Flanqué de ses amis des Deschiens, Olivier Broche et Olivier Saladin, François Morel s’empare avec gourmandise et réussite d’ « Art » de Yasmina Reza, une des pièces les plus attendues de cette rentrée sur les planches parisiennes. Un classique dont le canevas n’a plus de secret : Serge (Broche) s’est payé pour une petite fortune « un tableau d’environ 1,60 m sur 1,20 m peint en blanc, avec de fins liserés blancs transversaux », ce que ne comprend pas Marc (Morel) qui qualifie la toile de « merde », définitif et dédaigneux.
« Qu’est-ce que tu entends par cette merde ? Par rapport à quoi ? », cingle Serge mû d’une colère froide. Si Marc vit comme une infidélité cet achat fou, Serge est profondément heurté que son ami ne conçoive pas son goût pour cette peinture… Entre les deux, Ivan (Saladin) qui évite de se mouiller va se faire violemment éclabousser par une situation qui s’envenime vite, un tremblement de terre qui fragilise les fondations mêmes de leur amitié. Mais le sont-ils toujours, amis ?
Dans cette pièce, il est question d’art, un peu, et d’amitié, beaucoup, sous la direction de François Morel qui s’entoure de vrais copains de longue date. Entre eux trois, une amitié sincère et palpable qu’expriment les corps, les regards et les contacts.
Une comédie auscultant l’amitié
Il y a dans l’air une tendresse certaine qui amortit, un peu, la violence des répliques assénées, mais non les blessures qu’elles infligent. Peut-être, même, heurtent-elles davantage… Parce qu’on sait, on sent, qu’ils s’aiment, les voir se déchirer ainsi fend le cœur. Les savoir réconciliés rassérène d’autant.
Dans un intérieur sobre, trois parois, trois portes et un canapé au centre, le trio s’empare de cette histoire avec une simplicité qui leur sied bien.
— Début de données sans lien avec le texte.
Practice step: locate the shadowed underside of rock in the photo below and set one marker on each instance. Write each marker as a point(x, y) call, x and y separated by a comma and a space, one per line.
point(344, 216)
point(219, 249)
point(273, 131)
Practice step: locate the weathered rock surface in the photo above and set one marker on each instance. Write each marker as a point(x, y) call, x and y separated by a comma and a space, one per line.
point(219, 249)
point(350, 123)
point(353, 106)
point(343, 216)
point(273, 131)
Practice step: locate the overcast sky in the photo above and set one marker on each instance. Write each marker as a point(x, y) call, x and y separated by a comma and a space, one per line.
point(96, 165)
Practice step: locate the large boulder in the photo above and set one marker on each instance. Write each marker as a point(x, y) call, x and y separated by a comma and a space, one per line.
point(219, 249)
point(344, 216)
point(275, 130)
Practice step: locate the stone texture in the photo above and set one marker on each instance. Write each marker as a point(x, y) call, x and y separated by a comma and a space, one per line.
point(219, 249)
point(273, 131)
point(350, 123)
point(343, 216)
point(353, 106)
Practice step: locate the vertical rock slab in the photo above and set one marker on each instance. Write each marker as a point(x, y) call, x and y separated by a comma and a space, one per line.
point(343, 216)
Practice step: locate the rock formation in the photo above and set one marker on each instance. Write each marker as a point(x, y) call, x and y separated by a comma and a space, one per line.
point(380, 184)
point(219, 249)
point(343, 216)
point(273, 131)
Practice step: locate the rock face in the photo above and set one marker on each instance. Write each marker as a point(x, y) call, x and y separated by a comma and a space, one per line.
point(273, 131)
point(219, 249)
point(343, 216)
Dans le rôle de Marc, François Morel ne se défait pas de ses mimiques et de ses airs naïfs, habillant de sa bonhomie naturelle l’intransigeance de son personnage, le plus féroce de tous, le plus perdu aussi. Saladin, lui, s’offre un sacré numéro, amusé et amusant, donnant à son personnage normal et accablé sa dégaine pataude quand Broche est tout en nerfs, snob et pressé, incongru et drôle.
Les trois font l’affaire, et au-delà, dans un spectacle féroce et drôle, truculent par moments, touchant aussi, s’achevant sur un beau tableau – blanc mais pas uniquement – dont la douceur favorise l’émotion. Comédie auscultant l’amitié, cette pièce rappelle qu’il n’est jamais anodin que le terme « affection » désigne l’attachement tout autant que la maladie… Mais quels symptômes ? Quel remède ? Le rire, pardi, qui nous est si bien servi ici.
La note de la rédaction :« Art »,
pièce de Yasmina Reza, avec François Morel, Olivier Broche et Olivier Saladin. En ce moment au théâtre du Montparnasse (Paris XIVe), du mardi au samedi à 19 heures, supplémentaire le samedi à 16h30. De 10 à 59 euros.